What is the smallest number that has all the numbers from 1 to 20 as factors? Or, what is the Least Common Multiple (LCM) of 1 to 20?
Solution
The simplest solution would be to start from 1 and test each number for factors 1 to 20. This works, but is very expensive - we would need to check 20n factors, where n is the smallest number for which all numbers from 1 to 20 are factors. Although we don’t know in advance what n will be, its upper limit is 20! (i.e. 20 x 19 x 18 …), which is a huge number. Factorisation is also expensive, as it often involves a division instruction (some can be converted to shifts or multiplications).
Our first question therefore is: how do we reduce the search space from 1..20! to a more manageable size? There are two main changes we can make.

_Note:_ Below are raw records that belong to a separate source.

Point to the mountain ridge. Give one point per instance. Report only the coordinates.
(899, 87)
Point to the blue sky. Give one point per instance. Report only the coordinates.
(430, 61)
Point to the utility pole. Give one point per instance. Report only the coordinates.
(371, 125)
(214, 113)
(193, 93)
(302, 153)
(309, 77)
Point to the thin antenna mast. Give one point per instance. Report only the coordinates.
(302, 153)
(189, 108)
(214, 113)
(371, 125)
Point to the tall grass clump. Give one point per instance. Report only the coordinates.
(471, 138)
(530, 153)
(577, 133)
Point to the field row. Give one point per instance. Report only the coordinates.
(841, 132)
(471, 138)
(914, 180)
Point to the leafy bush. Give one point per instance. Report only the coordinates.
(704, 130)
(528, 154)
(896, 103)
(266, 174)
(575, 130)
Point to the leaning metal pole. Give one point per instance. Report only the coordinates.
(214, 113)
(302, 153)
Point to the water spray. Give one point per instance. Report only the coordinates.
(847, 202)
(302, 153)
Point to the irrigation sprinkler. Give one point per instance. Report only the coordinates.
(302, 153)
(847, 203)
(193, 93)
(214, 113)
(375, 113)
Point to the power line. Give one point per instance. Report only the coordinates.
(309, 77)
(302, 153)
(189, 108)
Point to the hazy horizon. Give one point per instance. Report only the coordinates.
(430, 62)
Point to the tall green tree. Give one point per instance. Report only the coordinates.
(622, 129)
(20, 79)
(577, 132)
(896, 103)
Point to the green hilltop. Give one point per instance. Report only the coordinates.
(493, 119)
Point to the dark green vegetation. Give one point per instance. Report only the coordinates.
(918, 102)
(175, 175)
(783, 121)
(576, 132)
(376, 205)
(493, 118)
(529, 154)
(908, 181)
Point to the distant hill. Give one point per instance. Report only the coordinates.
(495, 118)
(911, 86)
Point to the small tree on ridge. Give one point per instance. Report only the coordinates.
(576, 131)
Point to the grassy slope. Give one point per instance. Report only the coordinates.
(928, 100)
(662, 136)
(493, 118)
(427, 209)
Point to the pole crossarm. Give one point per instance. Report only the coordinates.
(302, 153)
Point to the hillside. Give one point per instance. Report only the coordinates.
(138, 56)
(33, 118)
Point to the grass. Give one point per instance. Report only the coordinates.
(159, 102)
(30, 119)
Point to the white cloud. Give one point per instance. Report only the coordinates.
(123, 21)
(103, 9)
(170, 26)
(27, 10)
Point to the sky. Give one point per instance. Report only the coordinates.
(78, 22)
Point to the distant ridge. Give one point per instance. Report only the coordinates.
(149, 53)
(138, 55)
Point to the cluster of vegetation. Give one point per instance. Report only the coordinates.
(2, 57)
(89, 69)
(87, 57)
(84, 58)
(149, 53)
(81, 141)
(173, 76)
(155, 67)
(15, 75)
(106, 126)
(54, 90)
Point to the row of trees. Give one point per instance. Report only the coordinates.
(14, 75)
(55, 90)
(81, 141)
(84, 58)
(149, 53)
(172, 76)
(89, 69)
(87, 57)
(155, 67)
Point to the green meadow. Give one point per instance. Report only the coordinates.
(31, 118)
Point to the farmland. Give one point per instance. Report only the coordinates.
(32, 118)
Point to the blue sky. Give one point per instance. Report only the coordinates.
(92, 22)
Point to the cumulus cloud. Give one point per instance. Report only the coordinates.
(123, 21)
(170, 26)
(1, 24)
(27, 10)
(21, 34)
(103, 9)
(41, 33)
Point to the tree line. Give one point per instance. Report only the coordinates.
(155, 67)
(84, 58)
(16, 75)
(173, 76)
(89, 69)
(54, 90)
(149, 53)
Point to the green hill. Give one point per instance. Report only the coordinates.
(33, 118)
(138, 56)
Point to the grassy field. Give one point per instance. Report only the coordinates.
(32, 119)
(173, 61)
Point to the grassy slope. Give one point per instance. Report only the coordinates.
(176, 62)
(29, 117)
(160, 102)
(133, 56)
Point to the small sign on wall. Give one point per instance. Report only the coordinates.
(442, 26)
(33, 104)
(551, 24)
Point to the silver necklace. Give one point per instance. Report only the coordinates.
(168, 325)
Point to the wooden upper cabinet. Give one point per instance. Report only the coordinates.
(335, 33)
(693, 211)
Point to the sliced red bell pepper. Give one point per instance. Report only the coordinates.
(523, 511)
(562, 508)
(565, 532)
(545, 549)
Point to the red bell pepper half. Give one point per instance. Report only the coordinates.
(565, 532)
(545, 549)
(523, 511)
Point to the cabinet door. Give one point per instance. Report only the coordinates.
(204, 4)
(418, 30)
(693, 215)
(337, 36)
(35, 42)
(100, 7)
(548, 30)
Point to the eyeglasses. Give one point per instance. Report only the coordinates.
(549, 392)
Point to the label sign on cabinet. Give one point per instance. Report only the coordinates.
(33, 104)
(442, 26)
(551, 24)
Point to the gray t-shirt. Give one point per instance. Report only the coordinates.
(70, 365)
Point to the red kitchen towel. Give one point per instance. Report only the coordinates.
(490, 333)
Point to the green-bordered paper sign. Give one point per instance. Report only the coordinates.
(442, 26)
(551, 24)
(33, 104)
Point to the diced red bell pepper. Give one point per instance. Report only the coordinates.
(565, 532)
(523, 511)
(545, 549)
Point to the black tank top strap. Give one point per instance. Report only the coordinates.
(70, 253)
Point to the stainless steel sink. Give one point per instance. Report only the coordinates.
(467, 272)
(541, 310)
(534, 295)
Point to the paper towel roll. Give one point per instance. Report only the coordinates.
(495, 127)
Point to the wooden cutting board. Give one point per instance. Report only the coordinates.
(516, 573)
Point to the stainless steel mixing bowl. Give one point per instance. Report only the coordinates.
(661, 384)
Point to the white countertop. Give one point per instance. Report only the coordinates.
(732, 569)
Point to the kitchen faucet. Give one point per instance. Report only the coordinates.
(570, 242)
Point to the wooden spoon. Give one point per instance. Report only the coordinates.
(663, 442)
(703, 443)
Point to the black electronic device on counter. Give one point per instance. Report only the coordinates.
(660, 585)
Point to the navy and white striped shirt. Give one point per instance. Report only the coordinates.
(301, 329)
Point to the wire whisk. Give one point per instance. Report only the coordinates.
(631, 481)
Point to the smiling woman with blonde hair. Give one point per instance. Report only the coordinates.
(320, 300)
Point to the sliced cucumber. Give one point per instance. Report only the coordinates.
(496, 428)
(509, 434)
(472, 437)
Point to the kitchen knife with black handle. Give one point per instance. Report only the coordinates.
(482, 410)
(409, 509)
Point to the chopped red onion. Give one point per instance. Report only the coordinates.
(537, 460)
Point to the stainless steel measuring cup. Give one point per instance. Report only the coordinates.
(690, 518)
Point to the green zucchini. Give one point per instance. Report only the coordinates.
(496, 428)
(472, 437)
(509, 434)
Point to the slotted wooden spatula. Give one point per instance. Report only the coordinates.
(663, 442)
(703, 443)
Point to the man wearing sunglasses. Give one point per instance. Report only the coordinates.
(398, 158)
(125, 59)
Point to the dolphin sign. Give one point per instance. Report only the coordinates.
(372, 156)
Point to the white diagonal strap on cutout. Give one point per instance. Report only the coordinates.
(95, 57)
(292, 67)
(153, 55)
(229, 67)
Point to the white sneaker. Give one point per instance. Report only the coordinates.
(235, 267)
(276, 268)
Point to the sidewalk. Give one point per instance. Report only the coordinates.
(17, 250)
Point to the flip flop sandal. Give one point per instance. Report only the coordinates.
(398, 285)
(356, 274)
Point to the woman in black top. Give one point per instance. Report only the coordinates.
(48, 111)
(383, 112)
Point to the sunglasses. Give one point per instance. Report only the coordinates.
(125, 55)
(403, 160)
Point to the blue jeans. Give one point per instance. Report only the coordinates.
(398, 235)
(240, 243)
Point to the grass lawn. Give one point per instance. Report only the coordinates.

Only check multiples of the highest factor. Only multiples of x will have x as a factor. In this particular example our largest factor is 20, so we only need to check every 20th number (20, 40, 60, …). Any numbers in between will not have 20 as a factor, and therefore we do not need to test any of the other factors either. This simple observation reduces the search space by 95%, as we only need to check 5% (1 in every 20) of the numbers.
Only check the top half of the factors list. If we split the list of factors in half, we end up with (1 to 10) and (11 to 20). Each element in the first set is a factor of at least one element in the second set (2 is a factor of 12, 3 is a factor of 12, 4 is a factor of 16 etc.) If a number, f, is a factor of another number, f’, then any number which has f’ as a factor will also have f as a factor. For example, if we know that 16 is a factor of 32, then we know that 2, 4 and 8 are also factors of 32, because they are factors of 16. This means that we only have to check the second set of factors, reducing the number of checks by 50%.
If we combine these two methods, we reduce the number of calculations from 20n to n (95% reduction) and then to n/2 (50% reduction), or 2.5% of our simplest solution.
package main
import "fmt"
func main() {
const highestFactor = 20
const lowestFactor = 11
const requiredFactorCount = 9
smallestNumber := 0
for currentNumber := highestFactor; smallestNumber == 0; currentNumber += highestFactor {
currentFactorCount := 0
for currentFactor := lowestFactor; currentFactor < highestFactor; currentFactor++ {
if currentNumber%currentFactor == 0 {
currentFactorCount++
} else {
break
}
}
if currentFactorCount == requiredFactorCount {
smallestNumber = currentNumber
}
}
fmt.Println(smallestNumber)
}This takes 0.18s to run on my machine.